What model-based RL is, how learning a world model plus planning works, the math, Dyna/MuZero/Dreamer, sample efficiency vs model-free, and the 2026 landscape.

Updated 2026-06-07 16 min read
Key takeaways
  • Model-based RL learns (or is given) a model of the environment's dynamics, then uses it to plan or to generate imagined experience — instead of learning purely from real trial and error.
  • The big payoff is sample efficiency: an agent that can simulate outcomes needs far fewer real interactions, which matters when real data is slow, costly or dangerous (robots, control).
  • The big risk is model bias: a policy optimized against an imperfect model exploits the model's errors. Short rollouts, uncertainty estimates and latent world models are the main defenses.
  • The lineage runs from Dyna (1990) through PILCO and World Models to MuZero (planning with a learned model) and Dreamer (learning entirely in imagination) — the engine behind much of modern planning-based RL.

What is model-based RL?

Model-based reinforcement learning (MBRL) is the family of RL methods in which the agent uses a model of the environment — a function that predicts what happens next — to decide how to act. Give it a state and an action and the model returns a prediction of the next state and the reward. With that predictor in hand, the agent can think ahead: roll out hypothetical futures, score them, and pick actions that lead somewhere good, all without touching the real world.

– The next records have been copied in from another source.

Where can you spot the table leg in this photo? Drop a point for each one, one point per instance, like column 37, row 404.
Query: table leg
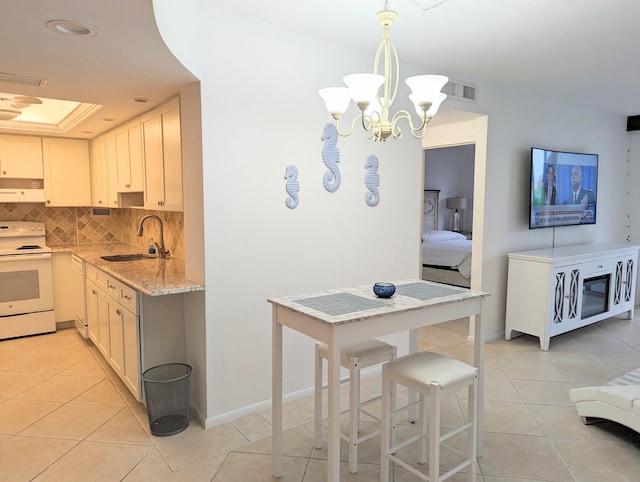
column 478, row 362
column 333, row 422
column 413, row 396
column 276, row 394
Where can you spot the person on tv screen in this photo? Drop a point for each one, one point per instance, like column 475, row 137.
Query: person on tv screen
column 579, row 195
column 550, row 187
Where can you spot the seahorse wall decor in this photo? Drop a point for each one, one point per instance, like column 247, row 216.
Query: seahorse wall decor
column 372, row 181
column 331, row 158
column 292, row 186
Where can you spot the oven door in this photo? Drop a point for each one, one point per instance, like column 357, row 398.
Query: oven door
column 26, row 284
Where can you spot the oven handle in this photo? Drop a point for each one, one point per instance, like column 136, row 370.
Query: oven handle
column 25, row 257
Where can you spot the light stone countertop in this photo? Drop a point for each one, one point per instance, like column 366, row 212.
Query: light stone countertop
column 355, row 303
column 152, row 277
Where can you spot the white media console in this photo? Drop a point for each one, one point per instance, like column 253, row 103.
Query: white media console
column 552, row 291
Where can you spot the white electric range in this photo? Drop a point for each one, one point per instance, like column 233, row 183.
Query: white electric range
column 26, row 284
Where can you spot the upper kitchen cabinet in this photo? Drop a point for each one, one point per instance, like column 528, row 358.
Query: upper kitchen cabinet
column 98, row 173
column 67, row 180
column 129, row 163
column 21, row 157
column 162, row 157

The contrast is with model-free RL (think Q-learning, DQN, PPO), which throws away any explicit notion of dynamics and learns a value function or policy directly from experienced transitions. Model-free methods are simpler and famously robust; model-based methods are far more sample-efficient because each real interaction also improves a model that can then be queried thousands of times for free.

MODEL-FREEExperiencePolicy / ValuelearnMODEL-BASEDExperienceDynamics modelp(s′,r | s,a)Plan /imagine → actlearnqueryimagined rollouts feed back as extra training data
Model-free RL maps experience straight to a policy or value. Model-based RL inserts a learned dynamics model in the middle, which it can query to plan or to generate imagined experience.
▶ CS 285 Lecture 12: Model-Based RL with Policies — Sergey Levine (UC Berkeley)

Why model-based RL exists

Model-free RL works, but it is hungry. DQN famously needed tens of millions of frames to master a single Atari game; modern policy-gradient methods need millions of environment steps. That is fine in a fast simulator and ruinous on real hardware. Model-based RL exists to break that dependence on raw interaction count.

The intuition is the one humans use constantly: you do not learn to parallel-park by crashing ten thousand times. You build an internal model of how the car responds and plan a few candidate maneuvers in your head before committing. A model lets an RL agent do the same — and because the model is reusable, the agent can keep planning against it long after the real interaction is over.

~10–100×
typical sample-efficiency gain over model-free on control tasks
300k vs 3M
MBPO steps to match SAC on Ant — a 10× reduction
150+ tasks
mastered by a single DreamerV3 config, fixed hyperparameters

The two ingredients: a model and a planner

Every model-based system is built from two parts, and the design space is mostly about how they fit together.

1
Learn (or obtain) a dynamics model

The model approximates the environment’s transition and reward functions. Formally, for a Markov decision process it learns

p^(st+1st,at)andr^(st,at).\hat{p}(s_{t+1}\mid s_t, a_t) \qquad\text{and}\qquad \hat{r}(s_t, a_t).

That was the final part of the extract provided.